石田三成は1574年ごろから父・正継、兄・正澄とともに当時長浜城主となった羽柴秀吉に仕えたとされています。
逸話では、秀吉が鷹狩の帰り、立ち寄った寺院で茶を所望した際に対応した寺小姓(三成)が、最初に大きめの茶碗にぬるめのお茶を、次にやや小さめの茶碗にさきほどより少しだけ熱いお茶を、そして最後に小さな茶碗に熱々の茶を出して対応したことに感心して、小姓に取り立てたというものがあり、三成の機転を表すものとして語り継がれていますが、真偽のほどは定かではありません。

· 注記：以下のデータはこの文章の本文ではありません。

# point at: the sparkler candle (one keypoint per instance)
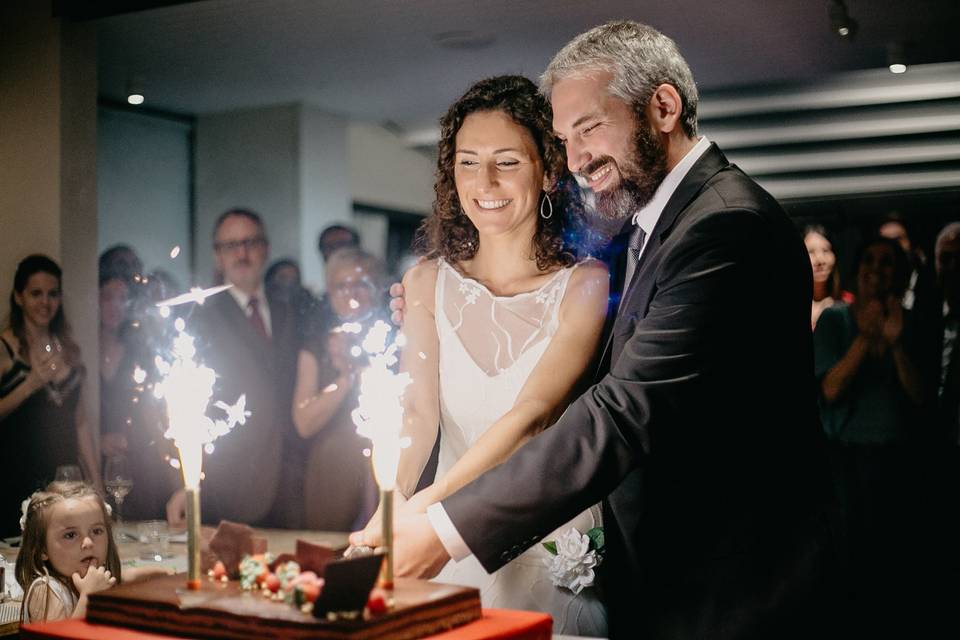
(187, 386)
(379, 417)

当初は、のちに犬猿の仲となり加藤清正や福島正則らとともに秀吉のそばで薫陶を受けます。秀吉が天下を握る転機となった柴田勝家との一戦、賤ヶ岳の戦いでは、先駆けで一番槍(先頭を切って戦果を上げる)の武功をあげました。どちらかというと官僚としてのイメージが強い三成ですが、若き日は清正や正則と勇敢に戦場を駆けていたようです。
三成の才能が開花
三成の才能が開花するのは、秀吉が関白に就任し名実ともに天下人になってからです。秀吉は三成を堺奉行に抜擢します。堺は当時の経済の中心であり、大坂に拠点を置く豊臣政権にとって重要な場所でした。さらに、堺は商人たちの自治区であり独立の気風の強い場所でもありました。
三成はこの堺の統治を見事に成し遂げ、堺を経済だけでなく、兵站基地としての機能ももたせます。この効果は、九州征伐でいかんなく発揮されました。陸路だけでなく堺からの海路を活用することで大軍の兵站を円滑に運用し、結果的に九州征伐を短期間で終わらせることに貢献したのです。